Peterson has the ability to score or set up opponents, and her experience helps her make the right decisions on the court. Making better decisions is where her growth shows the most.

“I think it’s recognizing what’s going on,” Peterson said. “The other night in a game against West Windsor North, they had double-teamed Mya (Grimes) in the post and Jaycee (Lowe) was wide open in the corner. I skip-passed it to Jaycee. As a younger player I probably would have tried to force it in.”

Peterson is part of an inside-outside duo that is the most experienced in the Colonial Valley Conference. Grimes, who hit the 1,000-point mark in the first game of the season, is every bit as big of a leader in the paint. When Peterson steps back, she can see how they have developed.

“As a younger player, for me it’s the way I matured over time,” she said. “I don’t think I was ready to be as good a leader as I am now. The combination of me and Mya is a powerful thing. She’s a leader of the post, and I’m a leader of the top of the offense. If I see something, I would tell her, and if she sees something, she would tell me.”

They lead Ewing back into the state tournament where they hope to make another long run. The Blue Devils, who lost in the Mercer County Tournament quarterfinals after reaching the final last year, are the No. 1 seed in Central Jersey Group 3 and have four players back who played significantly in last year’s run.

“The experience was a big thing,” Reynolds said. “They learned from going through the process how tough you have to be, and how this time of year is as much about being mentally strong as physically strong. You have a new opponent every night, and you have to prepare a little differently for each one and then you have to play when you get out there in a game.

‘I think I look at it as it’s our senior year, so every game that we play, it has to be a memorable moment.’

Peterson and Grimes are two of four seniors along with Tyquazya Davis, who moved back to Ewing this year from Nottingham, and Chantel Gillette, who has grown into a bigger role this year. MyAsia Jackson and Lowe return with starting experience alongside the veteran starters Peterson and Grimes.

“Two of them started their entire careers,” Reynolds said, “and then two experienced seniors coming off the bench is a nice thing to have too. Jentle is the new fifth starter. She played quite a bit of varsity early in the season until we had our two transfers become eligible, then she split time and played some JV and some time with us.”

Ewing graduated Denia Campbell, Cayla Sexton and Chibuzo Amonu, and they left a hole. But the Blue Devils have responded to go 22-5 with a defense that can play man or zone, with an offense that likes to run but has gotten better in the halfcourt, and with a quiet confidence from finding success so far.

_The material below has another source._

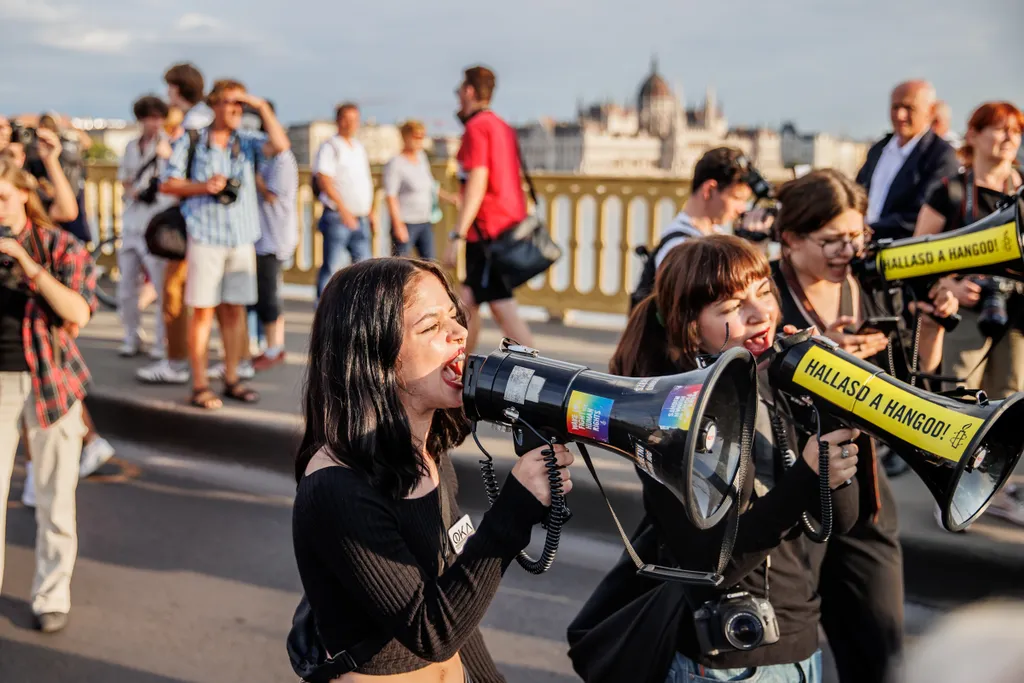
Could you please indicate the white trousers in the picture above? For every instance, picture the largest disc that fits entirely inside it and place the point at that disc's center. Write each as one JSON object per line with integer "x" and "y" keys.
{"x": 133, "y": 259}
{"x": 55, "y": 455}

“We take all the negative things that people have to say, we take and become powerful because of it,” Peterson said. “A lot of people have doubted us because of the combination of Denia, and Cayla and Chibuzo was a power. It was a power. They doubted we could have that power too.”

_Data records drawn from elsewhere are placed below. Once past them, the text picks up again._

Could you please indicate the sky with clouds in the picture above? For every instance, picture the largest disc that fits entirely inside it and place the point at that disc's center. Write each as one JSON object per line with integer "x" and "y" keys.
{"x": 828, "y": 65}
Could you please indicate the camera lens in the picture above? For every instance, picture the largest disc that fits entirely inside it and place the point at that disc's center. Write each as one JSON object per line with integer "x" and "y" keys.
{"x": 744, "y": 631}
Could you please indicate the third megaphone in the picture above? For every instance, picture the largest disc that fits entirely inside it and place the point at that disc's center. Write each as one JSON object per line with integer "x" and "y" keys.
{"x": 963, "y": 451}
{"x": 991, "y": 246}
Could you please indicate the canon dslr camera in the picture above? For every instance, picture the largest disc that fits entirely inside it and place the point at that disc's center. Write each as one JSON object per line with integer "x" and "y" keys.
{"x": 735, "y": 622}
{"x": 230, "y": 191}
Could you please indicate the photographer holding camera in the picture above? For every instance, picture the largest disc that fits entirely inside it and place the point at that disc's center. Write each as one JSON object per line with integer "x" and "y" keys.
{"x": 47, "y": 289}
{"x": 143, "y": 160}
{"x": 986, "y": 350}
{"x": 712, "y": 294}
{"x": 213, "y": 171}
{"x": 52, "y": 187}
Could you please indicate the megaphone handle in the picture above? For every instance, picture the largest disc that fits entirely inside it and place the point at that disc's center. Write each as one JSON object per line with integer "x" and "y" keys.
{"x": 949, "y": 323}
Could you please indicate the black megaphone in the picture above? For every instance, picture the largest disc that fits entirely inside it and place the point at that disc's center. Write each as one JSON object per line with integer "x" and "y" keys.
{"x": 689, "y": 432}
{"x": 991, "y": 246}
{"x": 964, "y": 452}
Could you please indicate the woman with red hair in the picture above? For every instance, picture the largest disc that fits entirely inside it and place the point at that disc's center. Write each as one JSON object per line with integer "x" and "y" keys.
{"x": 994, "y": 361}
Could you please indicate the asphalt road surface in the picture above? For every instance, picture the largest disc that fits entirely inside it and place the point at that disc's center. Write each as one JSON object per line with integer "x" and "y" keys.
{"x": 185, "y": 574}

Ewing believes that it can still win another sectional title. Their confidence has grown thanks to the leadership of their seniors.

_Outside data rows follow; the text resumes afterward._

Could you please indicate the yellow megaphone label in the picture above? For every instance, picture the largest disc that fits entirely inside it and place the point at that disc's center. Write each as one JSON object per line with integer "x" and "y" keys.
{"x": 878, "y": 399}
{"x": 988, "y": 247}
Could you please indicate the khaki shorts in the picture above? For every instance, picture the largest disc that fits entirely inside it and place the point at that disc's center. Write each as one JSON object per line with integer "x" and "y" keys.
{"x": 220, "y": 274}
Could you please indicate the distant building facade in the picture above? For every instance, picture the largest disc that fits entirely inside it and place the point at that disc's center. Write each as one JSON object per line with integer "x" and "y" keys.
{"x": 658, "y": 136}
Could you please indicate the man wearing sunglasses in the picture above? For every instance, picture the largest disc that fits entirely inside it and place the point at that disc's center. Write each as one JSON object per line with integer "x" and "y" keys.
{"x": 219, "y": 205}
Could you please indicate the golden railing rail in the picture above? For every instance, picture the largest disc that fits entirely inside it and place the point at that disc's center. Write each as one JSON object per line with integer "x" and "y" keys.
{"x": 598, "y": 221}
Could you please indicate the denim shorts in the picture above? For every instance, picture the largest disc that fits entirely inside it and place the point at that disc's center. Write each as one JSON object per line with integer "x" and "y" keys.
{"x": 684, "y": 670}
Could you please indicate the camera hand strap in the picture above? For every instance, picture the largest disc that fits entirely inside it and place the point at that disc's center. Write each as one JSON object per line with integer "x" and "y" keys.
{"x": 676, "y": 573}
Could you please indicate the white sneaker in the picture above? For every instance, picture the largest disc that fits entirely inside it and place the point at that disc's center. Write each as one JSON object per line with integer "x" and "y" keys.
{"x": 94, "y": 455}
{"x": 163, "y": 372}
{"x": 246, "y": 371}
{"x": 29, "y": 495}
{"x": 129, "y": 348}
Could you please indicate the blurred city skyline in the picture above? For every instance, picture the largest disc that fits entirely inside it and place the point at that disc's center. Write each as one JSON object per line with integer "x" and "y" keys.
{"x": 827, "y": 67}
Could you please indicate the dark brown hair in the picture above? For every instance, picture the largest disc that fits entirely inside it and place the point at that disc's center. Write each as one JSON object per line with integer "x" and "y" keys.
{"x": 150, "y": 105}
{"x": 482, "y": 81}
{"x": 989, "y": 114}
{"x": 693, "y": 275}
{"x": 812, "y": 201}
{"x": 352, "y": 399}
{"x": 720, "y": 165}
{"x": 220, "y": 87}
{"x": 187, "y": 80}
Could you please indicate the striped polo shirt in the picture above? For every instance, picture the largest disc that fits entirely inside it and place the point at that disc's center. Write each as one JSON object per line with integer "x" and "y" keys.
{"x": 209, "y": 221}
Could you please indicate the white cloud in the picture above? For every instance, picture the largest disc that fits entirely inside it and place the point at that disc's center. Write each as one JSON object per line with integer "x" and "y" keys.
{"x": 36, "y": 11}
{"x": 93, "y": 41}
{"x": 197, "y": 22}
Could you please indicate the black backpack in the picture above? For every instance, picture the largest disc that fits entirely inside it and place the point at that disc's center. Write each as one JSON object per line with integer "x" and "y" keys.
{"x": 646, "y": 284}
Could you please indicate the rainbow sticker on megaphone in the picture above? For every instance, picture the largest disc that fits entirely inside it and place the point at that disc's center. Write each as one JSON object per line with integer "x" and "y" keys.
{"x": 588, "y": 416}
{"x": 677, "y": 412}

“The formation of the team around us made it more comfortable to not put all the pressure on ourselves,” Peterson said. “If we’re a team, we don’t have pressure at all. That’s what I feel like with this team. I don’t feel like I have pressure on myself.”

Ewing needs a full team effort to overcome its opponents. The Blue Devils are the hunted this year as the defending champions.

“We won it last year and we’ve had a really nice stretch of years where we’ve been one of the top teams,” Reynolds said. “You’re going to take everyone’s best shot because it could make their name and their season by beating it at the right time. That’s the reality of it. There’s the opportunity to do it again, but we have to show up to every game.”

The Blue Devils actually are embracing an underdog mentality. They would be thrilled to add a few more starts and keep alive the high school careers of Peterson and her senior class.

“I think I look at it as it’s our senior year, so every game that we play, it has to be a memorable moment,” Peterson said. “Nothing is a long wait for us. We’re embracing everything since it’s the last time we’re doing it.”